After enabling backports and upgrading the kernel, the dmesg errors went away, and it's a 100% uptime machine.
The remaining hardware problem is that pulseaudio is still terrible after all these years, so I have to repeatedly switch audio out to hdmi.
Use pipewire instead of pulseaudio. Much better.
I would have already switched, but, apparently, the pipewire authors decided it shouldn't daemonize properly:
https://dev1galaxy.org/viewtopic.php?id=5867
Taking a dependency on systemd is a strange choice for a project who's entire point is ripping out Poettering's second-to-last train wreck.
That doesn't read like taking a dependency on systemd. Rather, Pipewire doesn't have custom code to "daemonize" by itself.
Is there any reason why all individual tools should learn how to daemonize (in addition to or in replacement of running in the foreground)? There's external tools that can take care of that uniformly, and using the latest/greatest syscalls for it. That seems better than every application including this code. As highlighted in the thread, there are other programs that can launch+daemonise another a process (like the aptly named [daemon(1)](https://manpages.debian.org/unstable/daemon/daemon.1.en.html) tool). Seems more like the UNIX way, from the outset.

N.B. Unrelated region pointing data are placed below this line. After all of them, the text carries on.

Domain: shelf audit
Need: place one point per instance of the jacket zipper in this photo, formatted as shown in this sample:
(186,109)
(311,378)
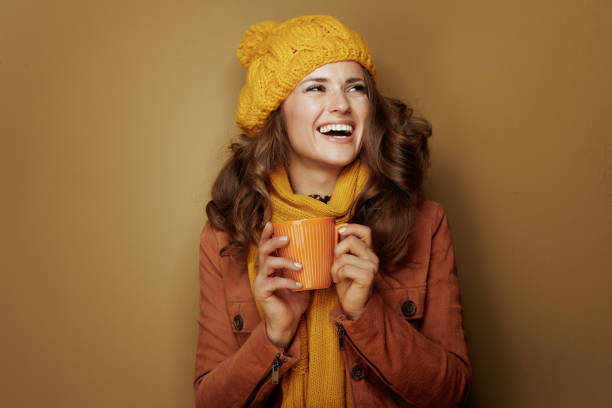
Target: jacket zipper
(342,334)
(273,372)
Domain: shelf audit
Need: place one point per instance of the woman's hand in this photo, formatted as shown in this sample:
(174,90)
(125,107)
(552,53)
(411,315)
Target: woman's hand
(354,269)
(281,305)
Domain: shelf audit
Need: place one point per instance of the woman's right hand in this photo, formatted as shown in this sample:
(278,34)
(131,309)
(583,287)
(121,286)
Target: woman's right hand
(282,306)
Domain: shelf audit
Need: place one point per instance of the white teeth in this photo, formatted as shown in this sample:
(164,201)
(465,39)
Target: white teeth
(336,128)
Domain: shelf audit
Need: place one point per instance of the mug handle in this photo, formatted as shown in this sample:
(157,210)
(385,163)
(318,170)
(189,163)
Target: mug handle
(336,235)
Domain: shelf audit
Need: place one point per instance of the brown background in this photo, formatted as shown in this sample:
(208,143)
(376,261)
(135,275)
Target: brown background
(114,116)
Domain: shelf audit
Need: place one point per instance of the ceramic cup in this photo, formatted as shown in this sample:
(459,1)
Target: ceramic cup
(311,243)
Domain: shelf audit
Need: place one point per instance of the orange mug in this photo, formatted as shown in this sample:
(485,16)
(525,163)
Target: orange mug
(311,243)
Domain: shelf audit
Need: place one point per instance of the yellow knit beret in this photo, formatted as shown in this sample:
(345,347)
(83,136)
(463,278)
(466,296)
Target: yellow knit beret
(278,55)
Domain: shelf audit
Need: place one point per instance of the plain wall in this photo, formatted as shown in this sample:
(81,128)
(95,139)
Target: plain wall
(114,118)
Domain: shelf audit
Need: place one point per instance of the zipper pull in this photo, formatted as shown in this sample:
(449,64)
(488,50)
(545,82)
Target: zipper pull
(275,368)
(341,333)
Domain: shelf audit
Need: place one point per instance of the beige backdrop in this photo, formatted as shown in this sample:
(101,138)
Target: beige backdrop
(114,117)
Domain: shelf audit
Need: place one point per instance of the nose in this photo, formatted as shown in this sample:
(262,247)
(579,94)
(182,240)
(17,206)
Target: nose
(338,102)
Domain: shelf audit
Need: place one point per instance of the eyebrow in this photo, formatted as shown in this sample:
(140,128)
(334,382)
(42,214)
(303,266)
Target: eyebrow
(323,79)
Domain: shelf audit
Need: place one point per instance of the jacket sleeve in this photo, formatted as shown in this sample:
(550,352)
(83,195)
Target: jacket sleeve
(227,375)
(428,367)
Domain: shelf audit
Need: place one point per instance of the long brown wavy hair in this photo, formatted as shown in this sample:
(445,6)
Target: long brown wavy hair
(394,150)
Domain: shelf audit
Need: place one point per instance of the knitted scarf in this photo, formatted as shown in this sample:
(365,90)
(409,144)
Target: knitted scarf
(318,379)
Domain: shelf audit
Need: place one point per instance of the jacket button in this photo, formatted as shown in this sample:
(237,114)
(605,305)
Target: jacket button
(357,372)
(238,322)
(408,308)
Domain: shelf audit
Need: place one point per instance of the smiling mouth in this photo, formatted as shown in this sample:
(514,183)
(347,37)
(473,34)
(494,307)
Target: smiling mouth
(336,130)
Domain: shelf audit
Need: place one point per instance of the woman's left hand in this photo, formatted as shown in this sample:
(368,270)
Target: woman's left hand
(354,268)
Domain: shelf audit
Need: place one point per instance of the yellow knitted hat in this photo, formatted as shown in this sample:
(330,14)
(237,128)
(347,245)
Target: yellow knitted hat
(279,55)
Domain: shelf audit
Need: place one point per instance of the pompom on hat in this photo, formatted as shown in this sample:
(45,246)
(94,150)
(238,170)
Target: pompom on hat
(278,55)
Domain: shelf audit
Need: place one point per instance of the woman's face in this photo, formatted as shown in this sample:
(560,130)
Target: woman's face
(325,116)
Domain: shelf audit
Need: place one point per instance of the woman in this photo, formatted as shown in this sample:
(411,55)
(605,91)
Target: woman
(319,140)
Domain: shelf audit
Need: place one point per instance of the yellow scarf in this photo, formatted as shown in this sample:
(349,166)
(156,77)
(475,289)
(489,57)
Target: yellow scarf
(317,380)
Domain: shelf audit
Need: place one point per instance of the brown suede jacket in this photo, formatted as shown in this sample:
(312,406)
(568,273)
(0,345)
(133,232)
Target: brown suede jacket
(407,349)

That tool’s RSS is somehow 170KB (vs zero for a self-daemonizing process).
Also, it’s incredibly complicated. (I looked at the source.)
Here’s a writeup of a simple daemon: https://pavaka.github.io/simple-linux-daemon-tutorial/
Given that it’s typed once (by the daemon author, and not the end user), it seems like a big win vs. daemon(1) to me.
> That tool’s RSS is somehow 170KB (vs zero for a self-daemonizing process).
Why is the RSS relevant? I assume it doesn't need to keep on running. Also, even if it kept running, 170KB is not the end of the world.
> Also, it’s incredibly complicated. (I looked at the source.) Here’s a writeup of a simple daemon: https://pavaka.github.io/simple-linux-daemon-tutorial/
Maybe it's complicated, but perhaps it's trying to replicate daemon(3) without bugs, and for different processes. See the BUGS section in the daemon(3) man page.
> Given that it’s typed once (by the daemon author, and not the end user), it seems like a big win vs. daemon(1) to me.
This seems like a false comparison. It's not the case that the end user writes the code to daemonise in the non-included case. The user would just use daemon(1) or systemd(8) or something else that can daemonise. Or perhaps a service manager that doesn't need to daemonise, like runit(8) (https://smarden.org/runit/) and its ilk.
The more I read about this, the more I want to know why it's so important that pipewire is running "daemonized" (whether it does it itself or not). Can you explain the advantages and disadvantages?
Having had AMS Ryzen laptops for the last 6 plus years, so much this.
Right now I'm messing around trying to get pytorch vulkcan support compiling just so I avoid switching to ROCM.